There is a minimum pulse, a maximum pulse, and a repetition rate.
I'm ignorant of the effect of a voltage regulator on pulse width modulation, but based on your experience, I suggest that it is detrimental.
You can confirm this if you have access to an oscilloscope with which to view the pulses directly from the circuit and then again from the output of the regulator. Correction, view the input to the servo without the regulator and then with the regulator.
According to Roger's Hobby Center, a 2S lipo battery, nominally 7.4v will reach voltages as high as 8.4 volts. This moves the concern of 6v deeper into the question.

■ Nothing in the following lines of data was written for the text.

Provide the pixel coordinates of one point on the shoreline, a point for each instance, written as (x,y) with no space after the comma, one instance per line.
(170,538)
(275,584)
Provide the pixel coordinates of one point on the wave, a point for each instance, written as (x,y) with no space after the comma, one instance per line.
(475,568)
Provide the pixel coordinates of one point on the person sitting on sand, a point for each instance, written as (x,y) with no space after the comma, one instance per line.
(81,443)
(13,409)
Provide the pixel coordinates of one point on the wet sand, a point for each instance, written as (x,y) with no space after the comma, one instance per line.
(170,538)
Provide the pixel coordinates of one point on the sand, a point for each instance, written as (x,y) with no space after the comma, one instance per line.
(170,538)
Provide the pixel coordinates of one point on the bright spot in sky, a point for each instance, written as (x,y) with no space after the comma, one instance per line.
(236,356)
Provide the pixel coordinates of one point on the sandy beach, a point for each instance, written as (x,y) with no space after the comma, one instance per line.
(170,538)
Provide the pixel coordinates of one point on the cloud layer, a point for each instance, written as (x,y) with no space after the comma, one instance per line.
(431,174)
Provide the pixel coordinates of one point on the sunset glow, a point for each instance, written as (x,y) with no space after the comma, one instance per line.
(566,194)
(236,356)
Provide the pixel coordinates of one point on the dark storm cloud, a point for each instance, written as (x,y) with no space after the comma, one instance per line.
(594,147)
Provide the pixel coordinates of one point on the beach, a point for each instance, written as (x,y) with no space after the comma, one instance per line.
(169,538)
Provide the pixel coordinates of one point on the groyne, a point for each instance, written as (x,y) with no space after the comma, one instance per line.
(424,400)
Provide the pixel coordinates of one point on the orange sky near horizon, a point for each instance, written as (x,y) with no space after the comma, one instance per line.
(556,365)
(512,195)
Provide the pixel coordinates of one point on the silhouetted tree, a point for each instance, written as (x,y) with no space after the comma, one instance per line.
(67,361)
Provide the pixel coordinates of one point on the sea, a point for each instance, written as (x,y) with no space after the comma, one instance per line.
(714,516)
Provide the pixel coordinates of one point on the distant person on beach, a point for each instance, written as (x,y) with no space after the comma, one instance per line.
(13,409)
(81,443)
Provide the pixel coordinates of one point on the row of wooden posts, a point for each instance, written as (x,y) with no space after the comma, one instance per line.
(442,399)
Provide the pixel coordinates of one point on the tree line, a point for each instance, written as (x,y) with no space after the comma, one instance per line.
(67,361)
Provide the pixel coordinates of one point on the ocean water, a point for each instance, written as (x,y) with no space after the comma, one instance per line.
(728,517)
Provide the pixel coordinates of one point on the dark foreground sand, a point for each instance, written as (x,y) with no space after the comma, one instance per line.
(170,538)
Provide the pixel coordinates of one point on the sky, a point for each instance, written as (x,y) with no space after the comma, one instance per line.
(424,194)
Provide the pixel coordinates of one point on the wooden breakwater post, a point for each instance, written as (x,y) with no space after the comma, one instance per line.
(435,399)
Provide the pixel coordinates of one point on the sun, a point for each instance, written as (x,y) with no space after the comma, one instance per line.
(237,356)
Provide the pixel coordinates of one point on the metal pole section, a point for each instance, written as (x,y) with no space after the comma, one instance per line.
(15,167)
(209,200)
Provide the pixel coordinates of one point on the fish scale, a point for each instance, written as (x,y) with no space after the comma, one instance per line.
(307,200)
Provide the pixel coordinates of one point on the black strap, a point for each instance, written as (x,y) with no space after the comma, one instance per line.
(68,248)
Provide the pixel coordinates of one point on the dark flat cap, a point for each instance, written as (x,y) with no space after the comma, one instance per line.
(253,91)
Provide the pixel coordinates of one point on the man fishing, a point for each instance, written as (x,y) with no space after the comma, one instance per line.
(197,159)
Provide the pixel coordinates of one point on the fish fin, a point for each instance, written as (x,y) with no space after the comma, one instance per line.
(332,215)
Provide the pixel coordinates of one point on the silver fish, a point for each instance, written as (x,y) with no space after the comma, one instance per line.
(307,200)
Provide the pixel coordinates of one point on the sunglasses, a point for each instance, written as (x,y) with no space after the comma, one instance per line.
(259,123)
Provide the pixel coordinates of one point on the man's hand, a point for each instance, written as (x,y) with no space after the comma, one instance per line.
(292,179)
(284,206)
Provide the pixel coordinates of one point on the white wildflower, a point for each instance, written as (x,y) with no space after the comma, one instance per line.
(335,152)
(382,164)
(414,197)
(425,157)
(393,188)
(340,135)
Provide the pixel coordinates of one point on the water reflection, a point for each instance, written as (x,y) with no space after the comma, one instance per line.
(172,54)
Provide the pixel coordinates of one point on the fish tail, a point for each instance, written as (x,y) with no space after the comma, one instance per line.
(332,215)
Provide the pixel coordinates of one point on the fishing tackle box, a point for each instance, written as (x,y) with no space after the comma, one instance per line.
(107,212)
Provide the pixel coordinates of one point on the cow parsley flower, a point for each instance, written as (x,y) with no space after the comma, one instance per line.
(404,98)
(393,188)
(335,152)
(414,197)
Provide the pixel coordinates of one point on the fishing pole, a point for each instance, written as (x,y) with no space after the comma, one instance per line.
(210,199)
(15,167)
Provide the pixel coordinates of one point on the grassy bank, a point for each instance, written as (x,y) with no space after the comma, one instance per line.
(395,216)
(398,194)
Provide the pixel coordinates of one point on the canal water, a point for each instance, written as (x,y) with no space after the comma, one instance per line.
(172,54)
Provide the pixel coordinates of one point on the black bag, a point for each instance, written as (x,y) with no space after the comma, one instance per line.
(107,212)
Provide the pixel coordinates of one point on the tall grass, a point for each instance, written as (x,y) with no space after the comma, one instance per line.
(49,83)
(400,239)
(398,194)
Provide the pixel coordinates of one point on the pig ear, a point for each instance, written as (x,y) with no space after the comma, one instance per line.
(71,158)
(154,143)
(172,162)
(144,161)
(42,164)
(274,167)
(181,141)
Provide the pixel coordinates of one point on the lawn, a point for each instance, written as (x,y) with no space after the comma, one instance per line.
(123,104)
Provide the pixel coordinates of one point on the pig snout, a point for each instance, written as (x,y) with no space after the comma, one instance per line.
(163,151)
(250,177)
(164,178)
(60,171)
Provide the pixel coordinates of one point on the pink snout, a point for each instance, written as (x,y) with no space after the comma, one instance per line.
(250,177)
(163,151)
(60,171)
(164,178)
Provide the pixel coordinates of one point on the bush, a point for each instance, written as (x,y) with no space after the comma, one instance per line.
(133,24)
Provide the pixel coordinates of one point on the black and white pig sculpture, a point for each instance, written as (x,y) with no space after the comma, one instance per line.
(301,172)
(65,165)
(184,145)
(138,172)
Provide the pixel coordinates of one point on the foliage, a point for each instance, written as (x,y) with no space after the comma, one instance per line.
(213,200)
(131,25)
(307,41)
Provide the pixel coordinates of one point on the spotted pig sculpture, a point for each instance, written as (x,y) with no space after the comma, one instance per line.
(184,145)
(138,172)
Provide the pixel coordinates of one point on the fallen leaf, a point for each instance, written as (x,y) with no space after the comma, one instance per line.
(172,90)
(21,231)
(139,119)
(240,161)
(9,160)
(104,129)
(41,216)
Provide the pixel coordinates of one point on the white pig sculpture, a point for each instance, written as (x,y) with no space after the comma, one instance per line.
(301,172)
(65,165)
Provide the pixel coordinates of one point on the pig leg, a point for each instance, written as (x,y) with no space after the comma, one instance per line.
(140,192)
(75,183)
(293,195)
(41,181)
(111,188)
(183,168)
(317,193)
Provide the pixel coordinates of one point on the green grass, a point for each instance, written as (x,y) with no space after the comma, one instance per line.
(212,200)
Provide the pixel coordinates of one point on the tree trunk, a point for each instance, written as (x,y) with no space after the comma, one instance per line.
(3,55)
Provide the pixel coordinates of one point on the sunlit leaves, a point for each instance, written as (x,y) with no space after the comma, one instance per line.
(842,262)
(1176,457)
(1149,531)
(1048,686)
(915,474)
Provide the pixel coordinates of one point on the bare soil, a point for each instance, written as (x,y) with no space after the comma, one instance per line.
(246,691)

Another website, pololu.com references "old style" servos as being designed for 6 volts in the form of 4 batteries at 1.5v, while manufacturers are embracing the newer battery chemistry and producing servos which will operate at levels as high as 9 volts.
Additional research (the data sheets for this model servo) show that it is designed to take 4.8 to 7.2 volts. The full charge voltage of 8.4 will cause the servo to run a bit faster, but I don't believe there will be long term effects, as the voltage will drop into the nominal range in short order.
Another piece of information I gathered somewhat indicates that a regulator will (or should) work, but it has to have the current capacity to handle the servo. I missed that figure in my research. This led to me discovering a caution that your circuits should have a common ground. If you don't have a common ground, your answer may lie there.